On the other hand, social work practice addresses the barriers, inequities and injustices that exist in society. It responds to crises and emergencies as well as to everyday personal and social problems. These include counseling, clinical social work, group work, social pedagogical work, and family treatment and therapy as well as efforts to help people obtain services and resources in the community. Interventions also include agency administration, community organization and engaging in social and political action to impact social policy and economic development. Moreover, social work by its engagement with specific values and ethics determines the kind of social change that the profession wants to bring. Thus, by the use and interpretation of the professions values, the purpose of the profession is not abstract and could be identified in exploring practice. Through our common values and ethics we gain a common vision and a common identity that no one can take from us or criticize us for being unspecific. Through the professions common values and ethics a vision for change and its identity emerges. Thus criticisms aimed at suggesting social work lacks specificity or remains undefined are unfounded.

Although social work is not the only profession that is dedicated to the promotion of important values, its relationship with social policy, its holistic approach to human needs and its engagement with mutually opposed values create complicated ethical dilemmas. There is an apparent agreement in the literature that social work tries to practice among conflicting interests, and therefore complicated ethical dilemmas are common in every day social work practice (IFSW, 2005).

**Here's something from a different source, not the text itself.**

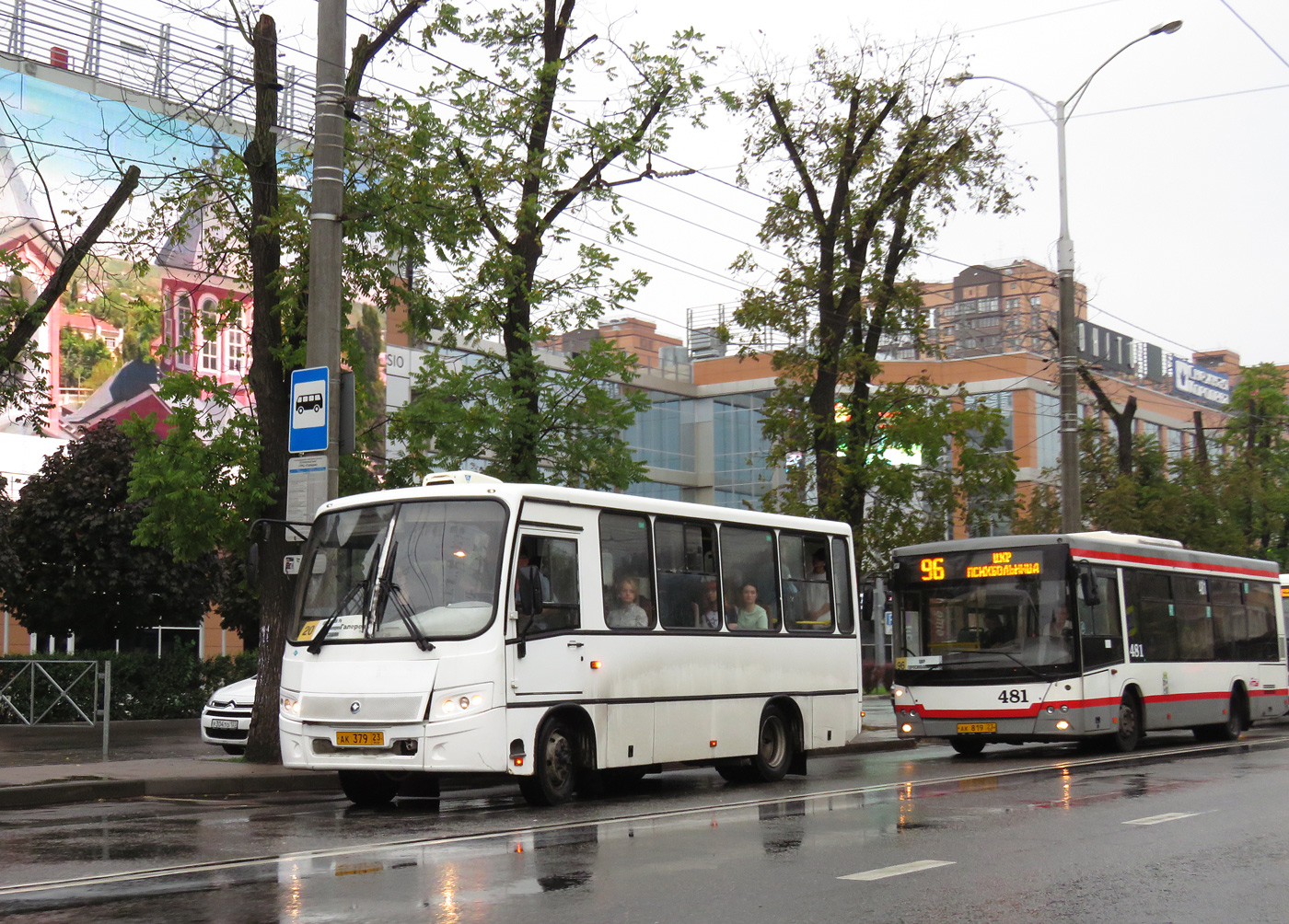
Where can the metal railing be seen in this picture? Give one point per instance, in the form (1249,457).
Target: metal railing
(151,58)
(32,692)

Furthermore, social works ethics and values are not a matter for finding goodness as Briskman (2001) says a place of innocence in social work practice. Rather, by focusing on ethical social work issues we acknowledge and identify a special characteristic of our professional identity, and we confirm the criteria by which effective or good social work practice is judged. In addition, we acknowledge the process of decision–making as a critical element of professional practice, which thereby necessitates that social workers have the knowledge and skills necessary to interpret the ethical underpinnings of practice.